<< White Ghost >> 2010 (C) NARA Yoshitomo拡大画像表示
奈良美智の個展『奈良美智:君や 僕に ちょっと似ている』が横浜美術館で開かれている。回顧展ではない。会場入口に立っている巨大な白の繊維強化プラスチック彫刻だけは2010年作品(日本初公開)だが、これ以外はすべて新作。しかもそのすべてが震災以後に手がけられたものである。
絵筆をとるまでに約1年かかったという。しかし無力感にさいなまれて沈黙していたわけではない。今回の展覧会の大きなトピックである大きなブロンズ彫刻群は、再び創作に向かうための「素手での格闘」の結果、生まれたものだ。
奈良美智氏拡大画像表示
「これまでは表層だけを見せてきた。だが今回は過程が見えてもいいと思った」と奈良は語る。母校、愛知県立芸術大学にしばし身を置き「画学生に戻って」慣れない粘土いじり、塑像づくりに没頭したことが、出発点になっている。言ってみれば、彼が「回復」していくことでかたちづくられていったものたちを、私たちは目撃することになる。

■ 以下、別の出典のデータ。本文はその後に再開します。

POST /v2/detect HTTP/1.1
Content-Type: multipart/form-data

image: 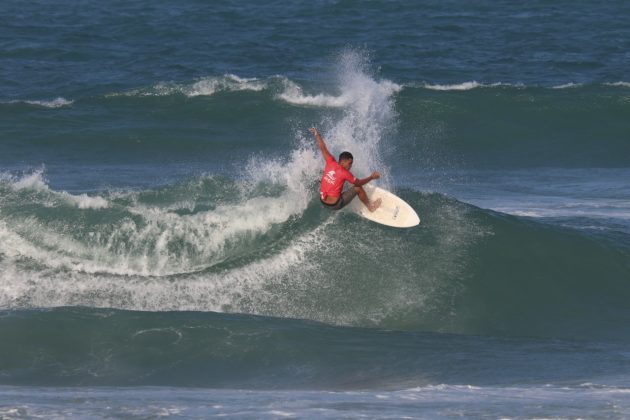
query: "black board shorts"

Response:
[319,188,357,210]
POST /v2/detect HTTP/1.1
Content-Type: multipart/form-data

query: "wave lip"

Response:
[276,79,402,108]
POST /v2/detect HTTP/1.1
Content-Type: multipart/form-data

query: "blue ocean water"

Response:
[0,0,630,418]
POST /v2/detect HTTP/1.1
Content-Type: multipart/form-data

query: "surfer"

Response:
[310,127,381,212]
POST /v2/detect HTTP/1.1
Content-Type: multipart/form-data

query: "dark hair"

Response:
[339,152,354,162]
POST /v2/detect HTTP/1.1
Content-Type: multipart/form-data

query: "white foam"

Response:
[424,81,483,91]
[276,67,402,108]
[421,80,525,91]
[552,82,583,89]
[605,82,630,88]
[6,96,74,108]
[0,51,420,323]
[115,74,268,98]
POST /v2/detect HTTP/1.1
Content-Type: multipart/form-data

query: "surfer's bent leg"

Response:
[351,187,381,211]
[336,188,357,210]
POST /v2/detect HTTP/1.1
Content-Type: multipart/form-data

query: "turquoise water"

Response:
[0,1,630,418]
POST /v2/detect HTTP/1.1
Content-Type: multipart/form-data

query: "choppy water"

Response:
[0,1,630,418]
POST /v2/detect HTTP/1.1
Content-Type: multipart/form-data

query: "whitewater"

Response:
[0,0,630,419]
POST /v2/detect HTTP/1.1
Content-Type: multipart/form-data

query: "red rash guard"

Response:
[319,156,357,200]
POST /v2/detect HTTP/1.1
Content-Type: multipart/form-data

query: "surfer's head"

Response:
[339,152,354,169]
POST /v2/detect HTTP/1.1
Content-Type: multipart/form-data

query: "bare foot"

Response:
[368,198,381,212]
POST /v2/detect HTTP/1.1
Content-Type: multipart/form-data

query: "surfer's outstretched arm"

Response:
[309,127,332,160]
[354,172,381,187]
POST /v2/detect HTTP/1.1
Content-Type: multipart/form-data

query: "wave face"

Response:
[0,79,630,173]
[0,167,630,338]
[0,27,630,389]
[0,308,625,392]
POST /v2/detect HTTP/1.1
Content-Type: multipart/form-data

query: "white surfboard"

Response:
[344,185,420,228]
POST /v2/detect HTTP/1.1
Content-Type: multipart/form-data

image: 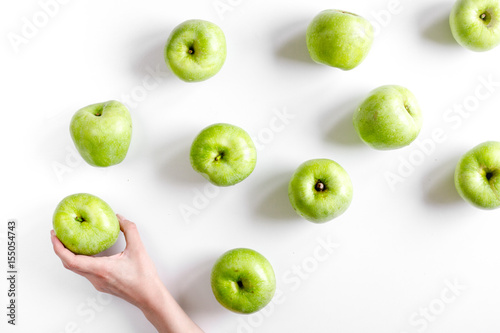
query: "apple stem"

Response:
[314,180,325,192]
[215,153,224,162]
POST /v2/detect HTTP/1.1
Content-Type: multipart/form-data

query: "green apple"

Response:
[353,85,422,150]
[52,193,120,256]
[70,101,132,167]
[165,20,226,82]
[450,0,500,52]
[211,248,276,314]
[306,9,374,70]
[288,159,352,223]
[455,141,500,209]
[190,124,257,186]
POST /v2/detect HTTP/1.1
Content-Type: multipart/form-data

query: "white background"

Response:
[0,0,500,333]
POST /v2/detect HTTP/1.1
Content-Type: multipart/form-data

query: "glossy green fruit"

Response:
[353,85,422,150]
[165,20,227,82]
[70,101,132,167]
[211,248,276,314]
[288,159,353,223]
[190,124,257,186]
[450,0,500,52]
[455,141,500,209]
[306,9,374,70]
[52,193,120,255]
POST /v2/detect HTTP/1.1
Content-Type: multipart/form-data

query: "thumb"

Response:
[116,214,143,251]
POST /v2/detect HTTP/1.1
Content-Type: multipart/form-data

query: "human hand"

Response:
[50,215,203,333]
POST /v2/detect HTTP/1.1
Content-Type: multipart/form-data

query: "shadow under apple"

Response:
[156,135,207,185]
[133,27,175,84]
[277,31,316,65]
[419,2,459,46]
[425,157,463,205]
[176,257,226,315]
[318,97,364,146]
[274,19,316,65]
[252,170,300,221]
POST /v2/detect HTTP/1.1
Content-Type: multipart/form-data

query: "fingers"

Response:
[116,214,143,251]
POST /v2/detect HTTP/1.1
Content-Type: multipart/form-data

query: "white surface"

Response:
[0,0,500,333]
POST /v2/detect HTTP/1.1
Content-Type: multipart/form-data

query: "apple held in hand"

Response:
[211,248,276,314]
[70,101,132,167]
[455,141,500,209]
[306,9,374,70]
[288,159,353,223]
[450,0,500,52]
[353,85,422,150]
[190,124,257,186]
[165,20,226,82]
[52,193,120,255]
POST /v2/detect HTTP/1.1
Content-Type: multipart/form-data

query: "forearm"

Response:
[138,282,203,333]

<< Let's Talk About “Glory” >> 2012 (C) NARA Yoshitomo 拡大画像表示
ただし、優れた芸術作品のすべてに通底することだが、作者の身に起こった出来事=ストーリーをむやみに鑑賞の手引きにするべきではない。実は、奈良の新作たちは、こうした背景を吟味して臨む必要はほとんどないとも言える。物語によって意味づけする鑑賞者の「解釈」は、ときに作品を卑小なものにしてしまう危険性もある。ただ、明記しておきたいのは、作家が現在進行形でつかみとっていったものたちを、私たちもまた現在進行形で感じとっていける展示がなされているということだ。